対面相談に対応していない点も念頭に置いてください。審査スピードの速さは魅力ですが、疑問点はメールやチャットでこまめに確認する姿勢が必要です。
8-2. よくある質問
Q. フラット35の金利はいつの時点のものが適用されますか?
A. 申し込み時ではなく、融資実行月(引渡し・決済の月)の金利が適用されます。申し込みから実行まで数か月かかることが多いため、金利の動向には注意が必要です。
Q. 変動金利と比べてどちらが得ですか?
A. 将来の金利推移次第で一概には言えません。2026年7月時点では変動との差が縮まりつつあり、金利上昇リスクとのトレードオフで判断することになります。10年・20年の返済シミュレーションを複数パターンで試しておくことをお勧めします。

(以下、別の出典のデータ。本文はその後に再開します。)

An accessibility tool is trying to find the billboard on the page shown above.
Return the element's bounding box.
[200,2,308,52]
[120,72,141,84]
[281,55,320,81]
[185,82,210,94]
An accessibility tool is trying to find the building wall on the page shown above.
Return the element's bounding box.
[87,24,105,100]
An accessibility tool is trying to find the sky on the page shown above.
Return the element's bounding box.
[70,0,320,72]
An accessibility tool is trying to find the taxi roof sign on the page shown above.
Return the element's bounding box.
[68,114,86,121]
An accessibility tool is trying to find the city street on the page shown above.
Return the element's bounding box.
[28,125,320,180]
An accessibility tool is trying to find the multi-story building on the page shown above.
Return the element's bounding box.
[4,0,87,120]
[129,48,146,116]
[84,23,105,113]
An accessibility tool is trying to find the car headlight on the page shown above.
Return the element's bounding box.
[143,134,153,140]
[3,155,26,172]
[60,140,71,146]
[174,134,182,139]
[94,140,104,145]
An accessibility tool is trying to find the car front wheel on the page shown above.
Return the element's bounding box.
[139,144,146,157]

Q. フラット35Sの金利引き下げはどんな条件で受けられますか?
A. 省エネ基準・耐震性・バリアフリー等の一定基準を満たした住宅を対象に、当初5〜10年間の金利を年0.25〜0.5%引き下げる制度です。新築だけでなく中古・リノベーション住宅も対象になる場合があります。適合証明書を取得したうえで、金融機関を通じて申請します。
Q. 繰り上げ返済はできますか?
A. フラット35は繰り上げ返済が可能です。ネット銀行経由の場合、オンラインで手続きできる機関が多く、繰り上げ返済手数料が無料のところも増えています。早期完済を視野に入れているなら、事前に条件を確認しておきましょう。
フラット35は「どこで借りるか」で総コストが大きく変わる商品です。金利・手数料・サービスをまとめて比較し、自分のライフプランに合った金融機関を選ぶことが、長い返済期間を安心して過ごすための第一歩になります。